In [None]:
# 同时添加如下代码, 这样每次环境(kernel)启动的时候只要运行下方代码即可: 
# Also add the following code, 
# so that every time the environment (kernel) starts, 
# just run the following code: 
import sys 
# sys.path.append('/home/aistudio/external-libraries') # 添加自定义依赖

## 1、 加载相关库文件，并打印一下paddle的环境

In [None]:
# 加载相关库
import os
import paddle
import paddle.vision.transforms as T
from paddle.nn import Layer
from paddle.vision.datasets import Cifar10
from paddle.nn import Conv2D, MaxPool2D, Linear
from paddle.static import InputSpec
import numpy as np
from visualdl import LogWriter # 用来可视化的库
import warnings
warnings.filterwarnings("ignore",category=DeprecationWarning)
# 1 打印环境
print(paddle.__version__) # 2.2.2

## 2、查看一下数据
* 了解训练数据的基本形状和大小
* 了解训练集和测试集的大小
* 计算训练集数据的均值和方差（不能使用测试集，因为测试环境往往是未知的）

In [None]:
# 2 查看一下数据

# 观察少量数据
import matplotlib
import matplotlib.pyplot as plt
%matplotlib inline
train_dataset = Cifar10(mode='train')
plt.figure()
idx = 0
for img, label in train_dataset: # 产看一个数据五个图像
    if idx==0:
        print(img)
        print(label)
    plt.subplot(1,5,idx+1)
    plt.imshow(img)
    idx += 1
    if idx==5:
        break
plt.show()
# img = paddle.transpose(img,perm=[1,2,0]) # [CHW]变换维度成[HWC]，因为这里没用transpose所以不用变换维度

# 观察整个数据集及数据分布
train_dataset = Cifar10(mode='train',transform=T.ToTensor()) # T.ToTensor是将图片变换通道为[CHW]，并将数据压缩到(0,1)范围
test_dataset = Cifar10(mode='test',transform=T.ToTensor())
print('一个训练数据:\n {}'.format(train_dataset[0])) # Tensor(shape=[3, 32, 32], dtype=float32, place=CPUPlace, stop_gradient=True, ...
print('训练集大小: {}'.format(len(train_dataset))) # 50k
print('一个测试数据:\n {}'.format(test_dataset[0])) # 一般测试数据是没有标签的
print('测试集大小: {}'.format(len(test_dataset))) # 10k

means = paddle.zeros([3])
stds = paddle.zeros([3])
for img, _ in train_dataset:
    for d in range(3):
        means[d] += img[d,:,:].numpy().mean()
        stds[d] += img[d,:,:].numpy().std()
means = means.numpy()/len(train_dataset)
stds = stds.numpy()/len(train_dataset)
print('均值: {}'.format(means)) # [0.491401   0.4821591  0.44653094]
print('标准差: {}'.format(stds)) # [0.20220289 0.1993163  0.20086345]


## 3、自定义数据集
* 定义继承自paddle.io.Dataset的数据类
* 初始化函数__init__里需要用mode区分训练/验证/测试
* 初始化函数__init__里需要定义数据增广方法
* 编写根据索引idx获取单个数据的逻辑(__getitem__)
* 编写获取数据集长度的函数(__len__)

In [None]:
# 3 自定义数据集(自己定义数据集) 与上面的构建dataset等价
class MyDateset(paddle.io.Dataset):
    def __init__(self, mode='train'):
        super(MyDateset, self).__init__()
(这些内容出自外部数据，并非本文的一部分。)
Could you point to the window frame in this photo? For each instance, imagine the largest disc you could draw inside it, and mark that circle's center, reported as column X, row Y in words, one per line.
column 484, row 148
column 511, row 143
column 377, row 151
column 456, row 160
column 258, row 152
        # 3.1 加载原始数据，并定义数据预处理transform
        stats = ((0.491401, 0.4821591, 0.44653094), (0.20220289, 0.1993163, 0.20086345)) # 这是上面统计到的训练集的均值和标准差
        if mode == 'train':
            self.data = Cifar10(mode='train')
            self.transform = T.Compose([
                T.RandomCrop(32, padding=4), # 随机裁剪
                T.RandomHorizontalFlip(), # 水平翻转
                T.ToTensor(), # 切换图像通道到(CHW)，并数据压缩到(0,1)范围，还有一些特性请查看文档
                T.Normalize(*stats) # 归一化，其他参数与特性查看文档
                # 可以加入其他数据预处理方法
                # （TensorFlow与Pytorch也有类似的数据预处理函数，每个框架不一样，需要查看文档说明）
            ])
        elif mode == 'valid' or mode == 'eval': # 验证集和测试集的数据预处理方法不应包括训练集用到的增广的方法
            self.data = Cifar10(mode='test')
            self.transform = T.Compose([
                T.ToTensor(),
                T.Normalize(*stats)
            ])
        else:
            raise Exception("mode can only be one of ['train', 'valid', 'eval']")
    
    def __getitem__(self, idx): # 按照索引获取一个数据
        image = self.data[idx][0]
        label = self.data[idx][1]
        image = self.transform(image) # 上面是定义数据预处理方法，这里用来处理每个数据
        return image,label

    def __len__(self): # 返回数据集长度
        return len(self.data)

## 4、封装成Dataloader并验证
* 验证自定义数据集
* 查看自定义数据集形状和大小（这里和原始数据查看不重复，每一步都需要验证是否有错误，才能避免多踩坑）
* 封装成Dataloader并查看数据

In [None]:
train_dataset = MyDateset(mode='train')
test_dataset = MyDateset(mode='eval')
print(train_dataset[0]) # ( Tensor(shape=[3, 32, 32], dtype=float32), array(6, dtype=int64) ) 
print(len(train_dataset)) # 50k
print(test_dataset[0]) # ( Tensor(shape=[3, 32, 32], dtype=float32), array(3, dtype=int64) )
print(len(test_dataset)) # 10k

train_loader = paddle.io.DataLoader(train_dataset, batch_size=32, shuffle=True)
test_loader = paddle.io.DataLoader(test_dataset, batch_size=32, shuffle=True)


# 核对一个batch数据
for img, label in train_loader(): # 取一个批次的数据
    print(img.numpy())
    print(label.numpy())
    break

## 5、搭建网络模型
* 初始化需要的组件(__init__)
* 编写数据流向，前向推理(forward)
* 核对网络模型和参数

In [None]:
# 5 搭建网络模型
class MyModel(Layer):
    def __init__(self,  num_classes=1):
        super(MyModel, self).__init__()
        self.conv1 = Conv2D(in_channels=3, out_channels=32, kernel_size=3, stride=1) # 30*30
        self.relu1 = paddle.nn.ReLU()
        self.max_pool1 = MaxPool2D(kernel_size=2, stride=2) # 15*15

        self.conv2 = Conv2D(in_channels=32, out_channels=64, kernel_size=3, stride=1) # 13*13
        self.relu2 = paddle.nn.ReLU()
        self.max_pool2 = MaxPool2D(kernel_size=2, stride=2) # 6*6

        self.conv3 = Conv2D(in_channels=64, out_channels=64, kernel_size=3, stride=1) # 4*4
        self.relu3 = paddle.nn.ReLU()

        self.linear1 = Linear(in_features=1024, out_features=64)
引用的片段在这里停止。